Steven: Now if you can do those things and prove you’re more than just the guy who goes, “hey I’ve got an idea,” everything you can do, just takes you a step beyond. If you can do that, if you can raise a little bit of money on Seedrs, enough to kind of build MVP, even if it’s just like the designs, not even the actual working model and anything you can do to take you beyond the guy with the idea makes you more attractive and then after that, it’s just about using your networks as much as possible.

So when I was reaching out through LinkedIn, I was speaking to friends, I was going to any events I could, the problem is when you ask other technical people if they know anybody that would join a start-up, they would pretty much say to you, yeah you’re about the third person to ask me that this month.

So there is no getting around supply and demand.
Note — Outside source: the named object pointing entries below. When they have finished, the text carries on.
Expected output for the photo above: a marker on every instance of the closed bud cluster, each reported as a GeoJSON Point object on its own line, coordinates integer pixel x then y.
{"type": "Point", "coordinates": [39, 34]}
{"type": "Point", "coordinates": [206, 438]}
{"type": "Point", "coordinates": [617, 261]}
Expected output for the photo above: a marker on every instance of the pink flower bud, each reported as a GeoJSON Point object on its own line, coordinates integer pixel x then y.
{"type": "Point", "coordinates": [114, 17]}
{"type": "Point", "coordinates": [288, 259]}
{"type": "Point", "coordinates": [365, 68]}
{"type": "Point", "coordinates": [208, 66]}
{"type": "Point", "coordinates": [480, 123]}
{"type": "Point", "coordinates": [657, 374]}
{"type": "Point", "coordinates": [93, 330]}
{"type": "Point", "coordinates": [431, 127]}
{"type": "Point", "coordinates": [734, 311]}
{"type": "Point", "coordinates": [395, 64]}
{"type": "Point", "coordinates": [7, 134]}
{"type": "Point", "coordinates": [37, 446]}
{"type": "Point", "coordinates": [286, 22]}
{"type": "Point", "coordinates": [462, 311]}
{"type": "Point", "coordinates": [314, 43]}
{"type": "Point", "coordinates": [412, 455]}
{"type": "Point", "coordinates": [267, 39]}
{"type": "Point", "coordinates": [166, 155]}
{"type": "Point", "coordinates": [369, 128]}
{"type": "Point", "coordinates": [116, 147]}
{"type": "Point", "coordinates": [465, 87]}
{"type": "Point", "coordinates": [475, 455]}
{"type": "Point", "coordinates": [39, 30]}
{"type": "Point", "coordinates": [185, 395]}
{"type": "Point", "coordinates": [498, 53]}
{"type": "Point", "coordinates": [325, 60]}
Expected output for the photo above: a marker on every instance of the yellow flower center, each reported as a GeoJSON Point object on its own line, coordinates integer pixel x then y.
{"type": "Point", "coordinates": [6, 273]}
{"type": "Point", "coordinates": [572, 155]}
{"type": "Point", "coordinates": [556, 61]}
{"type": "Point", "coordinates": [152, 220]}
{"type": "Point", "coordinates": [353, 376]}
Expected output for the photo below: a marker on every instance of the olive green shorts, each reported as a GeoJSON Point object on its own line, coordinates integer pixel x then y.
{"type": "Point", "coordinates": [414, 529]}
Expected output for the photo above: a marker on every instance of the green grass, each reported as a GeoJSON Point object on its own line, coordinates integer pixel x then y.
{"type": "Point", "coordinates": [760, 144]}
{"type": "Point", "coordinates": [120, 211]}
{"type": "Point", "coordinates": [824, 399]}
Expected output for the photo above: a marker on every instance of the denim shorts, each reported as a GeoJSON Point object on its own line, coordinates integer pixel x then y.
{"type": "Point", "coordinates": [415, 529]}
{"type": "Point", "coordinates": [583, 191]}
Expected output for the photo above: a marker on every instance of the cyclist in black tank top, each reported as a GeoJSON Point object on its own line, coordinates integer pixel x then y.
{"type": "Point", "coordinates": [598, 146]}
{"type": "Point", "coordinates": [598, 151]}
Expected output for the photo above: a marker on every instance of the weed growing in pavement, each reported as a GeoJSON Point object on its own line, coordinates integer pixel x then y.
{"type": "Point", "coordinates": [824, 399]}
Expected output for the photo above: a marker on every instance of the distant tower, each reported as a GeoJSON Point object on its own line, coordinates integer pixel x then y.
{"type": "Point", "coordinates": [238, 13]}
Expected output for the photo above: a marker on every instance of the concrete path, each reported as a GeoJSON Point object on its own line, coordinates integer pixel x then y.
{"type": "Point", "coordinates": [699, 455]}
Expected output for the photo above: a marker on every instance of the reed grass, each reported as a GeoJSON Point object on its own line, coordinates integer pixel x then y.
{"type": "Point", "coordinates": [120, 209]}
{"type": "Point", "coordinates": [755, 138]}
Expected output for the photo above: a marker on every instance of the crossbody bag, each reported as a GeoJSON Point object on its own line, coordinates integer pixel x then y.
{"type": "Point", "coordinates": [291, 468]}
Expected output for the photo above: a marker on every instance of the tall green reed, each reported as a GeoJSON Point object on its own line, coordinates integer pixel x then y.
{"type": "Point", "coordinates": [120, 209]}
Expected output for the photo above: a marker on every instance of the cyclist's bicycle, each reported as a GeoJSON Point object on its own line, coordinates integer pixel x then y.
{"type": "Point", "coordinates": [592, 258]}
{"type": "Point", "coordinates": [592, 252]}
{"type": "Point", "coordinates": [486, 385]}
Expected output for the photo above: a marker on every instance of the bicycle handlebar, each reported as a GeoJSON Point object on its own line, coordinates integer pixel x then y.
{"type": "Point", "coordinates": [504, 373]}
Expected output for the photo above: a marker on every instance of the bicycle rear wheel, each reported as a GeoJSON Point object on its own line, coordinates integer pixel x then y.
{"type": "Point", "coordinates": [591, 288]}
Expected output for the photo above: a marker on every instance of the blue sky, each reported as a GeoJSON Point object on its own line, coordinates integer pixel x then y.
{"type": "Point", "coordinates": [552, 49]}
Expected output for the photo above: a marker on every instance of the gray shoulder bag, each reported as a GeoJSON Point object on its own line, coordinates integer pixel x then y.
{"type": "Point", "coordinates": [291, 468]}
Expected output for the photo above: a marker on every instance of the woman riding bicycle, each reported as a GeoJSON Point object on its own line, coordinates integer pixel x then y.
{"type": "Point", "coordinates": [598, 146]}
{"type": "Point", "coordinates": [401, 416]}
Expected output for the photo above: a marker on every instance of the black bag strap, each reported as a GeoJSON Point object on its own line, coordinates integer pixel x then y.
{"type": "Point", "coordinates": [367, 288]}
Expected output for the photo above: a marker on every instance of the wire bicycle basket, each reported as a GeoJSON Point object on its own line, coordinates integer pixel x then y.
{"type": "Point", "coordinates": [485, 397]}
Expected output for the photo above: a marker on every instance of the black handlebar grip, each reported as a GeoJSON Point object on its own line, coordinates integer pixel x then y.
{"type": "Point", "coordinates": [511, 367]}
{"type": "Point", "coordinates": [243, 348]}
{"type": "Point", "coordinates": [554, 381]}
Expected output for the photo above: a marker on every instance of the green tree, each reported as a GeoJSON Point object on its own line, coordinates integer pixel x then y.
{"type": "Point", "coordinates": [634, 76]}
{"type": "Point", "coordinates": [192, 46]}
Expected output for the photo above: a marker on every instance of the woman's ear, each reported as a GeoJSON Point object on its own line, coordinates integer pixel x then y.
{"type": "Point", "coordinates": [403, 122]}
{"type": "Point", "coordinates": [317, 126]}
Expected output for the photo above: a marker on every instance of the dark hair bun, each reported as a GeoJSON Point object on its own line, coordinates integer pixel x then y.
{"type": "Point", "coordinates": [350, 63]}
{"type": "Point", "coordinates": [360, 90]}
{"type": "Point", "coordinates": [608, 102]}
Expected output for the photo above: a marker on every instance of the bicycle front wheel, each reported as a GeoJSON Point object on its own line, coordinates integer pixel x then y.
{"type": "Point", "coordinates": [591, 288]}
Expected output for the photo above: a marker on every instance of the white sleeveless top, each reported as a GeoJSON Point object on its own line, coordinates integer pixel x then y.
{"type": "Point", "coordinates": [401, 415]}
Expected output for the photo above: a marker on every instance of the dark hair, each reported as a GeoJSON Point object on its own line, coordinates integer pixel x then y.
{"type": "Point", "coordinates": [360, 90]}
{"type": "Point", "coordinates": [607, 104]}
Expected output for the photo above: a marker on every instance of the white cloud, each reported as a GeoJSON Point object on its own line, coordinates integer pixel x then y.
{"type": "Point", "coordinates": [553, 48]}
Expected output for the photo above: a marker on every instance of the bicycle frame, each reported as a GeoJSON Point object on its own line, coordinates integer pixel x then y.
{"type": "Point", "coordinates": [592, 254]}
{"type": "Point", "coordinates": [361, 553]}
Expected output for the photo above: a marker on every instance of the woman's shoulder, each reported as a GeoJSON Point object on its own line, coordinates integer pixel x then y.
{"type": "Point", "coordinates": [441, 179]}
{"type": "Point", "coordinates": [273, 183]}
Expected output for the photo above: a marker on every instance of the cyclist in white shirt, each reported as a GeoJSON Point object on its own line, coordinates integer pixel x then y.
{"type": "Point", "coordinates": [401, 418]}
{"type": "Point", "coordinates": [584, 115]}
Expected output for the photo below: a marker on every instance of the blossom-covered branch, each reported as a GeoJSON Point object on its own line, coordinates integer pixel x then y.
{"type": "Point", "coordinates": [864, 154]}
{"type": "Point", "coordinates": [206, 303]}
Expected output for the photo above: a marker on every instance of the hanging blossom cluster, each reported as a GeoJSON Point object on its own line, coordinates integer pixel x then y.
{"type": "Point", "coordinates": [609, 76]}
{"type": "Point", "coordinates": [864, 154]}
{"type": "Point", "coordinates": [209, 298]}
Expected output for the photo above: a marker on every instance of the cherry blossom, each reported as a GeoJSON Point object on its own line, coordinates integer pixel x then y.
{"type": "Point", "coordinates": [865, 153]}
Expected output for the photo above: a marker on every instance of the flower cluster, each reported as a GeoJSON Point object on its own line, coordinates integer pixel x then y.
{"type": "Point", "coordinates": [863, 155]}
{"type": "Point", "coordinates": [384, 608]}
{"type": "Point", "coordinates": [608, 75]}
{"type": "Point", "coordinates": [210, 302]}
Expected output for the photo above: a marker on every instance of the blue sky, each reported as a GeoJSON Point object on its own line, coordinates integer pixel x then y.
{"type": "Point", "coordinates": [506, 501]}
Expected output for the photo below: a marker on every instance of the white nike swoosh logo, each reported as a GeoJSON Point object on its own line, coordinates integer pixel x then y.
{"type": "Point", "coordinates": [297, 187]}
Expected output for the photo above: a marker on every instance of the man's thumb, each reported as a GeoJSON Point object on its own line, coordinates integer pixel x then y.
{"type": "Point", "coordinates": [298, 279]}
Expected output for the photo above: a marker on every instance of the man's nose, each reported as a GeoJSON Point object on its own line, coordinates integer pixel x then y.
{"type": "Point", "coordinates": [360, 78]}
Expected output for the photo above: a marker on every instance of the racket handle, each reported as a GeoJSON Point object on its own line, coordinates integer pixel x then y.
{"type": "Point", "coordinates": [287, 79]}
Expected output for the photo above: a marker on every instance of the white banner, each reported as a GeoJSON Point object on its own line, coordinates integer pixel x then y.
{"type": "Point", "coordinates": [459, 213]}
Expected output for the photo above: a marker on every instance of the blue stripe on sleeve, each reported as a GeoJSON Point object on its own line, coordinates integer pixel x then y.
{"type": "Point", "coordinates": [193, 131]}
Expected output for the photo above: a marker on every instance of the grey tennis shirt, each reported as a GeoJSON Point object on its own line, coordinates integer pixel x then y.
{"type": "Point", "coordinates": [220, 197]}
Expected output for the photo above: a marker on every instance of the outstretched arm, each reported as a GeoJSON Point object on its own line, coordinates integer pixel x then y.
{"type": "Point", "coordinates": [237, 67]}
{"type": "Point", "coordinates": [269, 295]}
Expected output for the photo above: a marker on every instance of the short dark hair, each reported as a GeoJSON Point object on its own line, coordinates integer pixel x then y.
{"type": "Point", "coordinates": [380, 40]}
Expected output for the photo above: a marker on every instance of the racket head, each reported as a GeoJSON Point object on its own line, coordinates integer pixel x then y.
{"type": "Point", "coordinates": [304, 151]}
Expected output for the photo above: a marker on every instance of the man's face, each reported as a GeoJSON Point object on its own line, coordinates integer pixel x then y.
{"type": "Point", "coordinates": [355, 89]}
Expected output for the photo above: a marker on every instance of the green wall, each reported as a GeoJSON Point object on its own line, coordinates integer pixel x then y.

Good technical people who could be co-founder level are in short supply.

Martin: And the MVP that you built before you met your co-founder, was it only like wire frames or did you also had some back-end?

Steven: No, because the MVP that I built before I met Adam was fully functioning, because I’d raised the money on Seedrs already, I had been working on it about for 8 months already and the first design was done – the back-end worked, it was a different model because we pivoted a little bit but it worked properly, you can go in there and you can use it and thats…

Martin: Did you hire some coders?

Steven: Yeah, so I was very lucky and I basically used a contract developer – a contract development agency. Now, you hear a lot of horror stories about the business guy that uses an outsourced contract development agency. I was lucky that the guys that I picked had already built an e-commerce company website for a friend of mine which had been very successful. It’s one of the biggest online second-hand book-sellers in North America, so I trusted that they would be good and yeah, it sorted out very well.